Rise Of Empire: The Riyria Revelations
Page 24
“We aren’t seret,” Hadrian told him, “and my friend here is definitely not a sentinel.”
“No? Talbert described him perfectly—small, wiry, frightening, like Death himself. But you must have shaved your beard.”
“I’m not a sentinel,” Royce told him.
“We’re just trying to find out what happened here forty-two years ago,” Hadrian explained. “And you’re right. I’m not looking for a record of my father’s death, because I know he didn’t die here. But he was here.”
The monsignor hesitated, looking at Hadrian and shooting furtive glances at Royce. “What was your father’s name?” he asked at length.
“Danbury Blackwater.”
The priest shook his head. “Never heard of him.”
“But you know what happened,” Royce said. “Why don’t you just tell us?”
“Why don’t you just get out of my church? I don’t know who you are, and I don’t want to. What happened, happened. It’s over. Nothing can change it. Just leave me alone.”
“You were there,” Arista muttered in revelation. “Forty-two years ago—you were there, weren’t you?”
The monsignor glared at her, his teeth clenched. “Look through the stacks if you want,” he told them in resignation. “I don’t care. Just lock up when you leave. And be sure to blow out the light.”
“Wait.” Hadrian spoke quickly as he fished his medallion out of his shirt and held it up toward the light. Bartholomew narrowed his eyes and then stepped closer to examine it.
“Where did you get that?”
“My father left it to me. He also wrote me a poem, a sort of riddle, I think. Maybe you can help explain it.” Hadrian took out the parchment and passed it to the cleric.

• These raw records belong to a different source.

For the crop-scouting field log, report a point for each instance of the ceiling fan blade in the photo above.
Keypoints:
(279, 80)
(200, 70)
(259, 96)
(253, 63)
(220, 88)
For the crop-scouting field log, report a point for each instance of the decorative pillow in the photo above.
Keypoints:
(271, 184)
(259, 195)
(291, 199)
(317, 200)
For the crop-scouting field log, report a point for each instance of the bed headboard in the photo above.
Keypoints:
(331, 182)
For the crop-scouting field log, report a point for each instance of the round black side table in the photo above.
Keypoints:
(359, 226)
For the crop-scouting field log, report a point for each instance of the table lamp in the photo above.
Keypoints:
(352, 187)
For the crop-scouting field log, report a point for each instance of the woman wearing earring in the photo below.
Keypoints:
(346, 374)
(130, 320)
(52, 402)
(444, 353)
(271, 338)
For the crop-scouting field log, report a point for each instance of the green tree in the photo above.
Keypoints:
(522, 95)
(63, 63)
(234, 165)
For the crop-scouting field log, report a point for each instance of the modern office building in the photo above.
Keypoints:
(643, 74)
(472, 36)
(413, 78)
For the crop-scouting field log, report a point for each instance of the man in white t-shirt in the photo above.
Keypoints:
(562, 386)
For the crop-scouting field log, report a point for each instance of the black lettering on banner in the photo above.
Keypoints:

After reading, the cleric raised a hand to his face, covering his mouth. Hadrian noticed his fingers tremble. His other hand sought and found the wall and he leaned heavily against it. “You look like him,” the priest told Hadrian. “I didn’t notice it at first. It’s been over forty years and I only knew him briefly, but that’s his sword on your back. I should have recognized that if nothing else. I still see it so often in my nightmares.”
“So you knew my father, you knew Danbury Blackwater?”
“His name was Tramus Dan. That’s what he went by, at least.”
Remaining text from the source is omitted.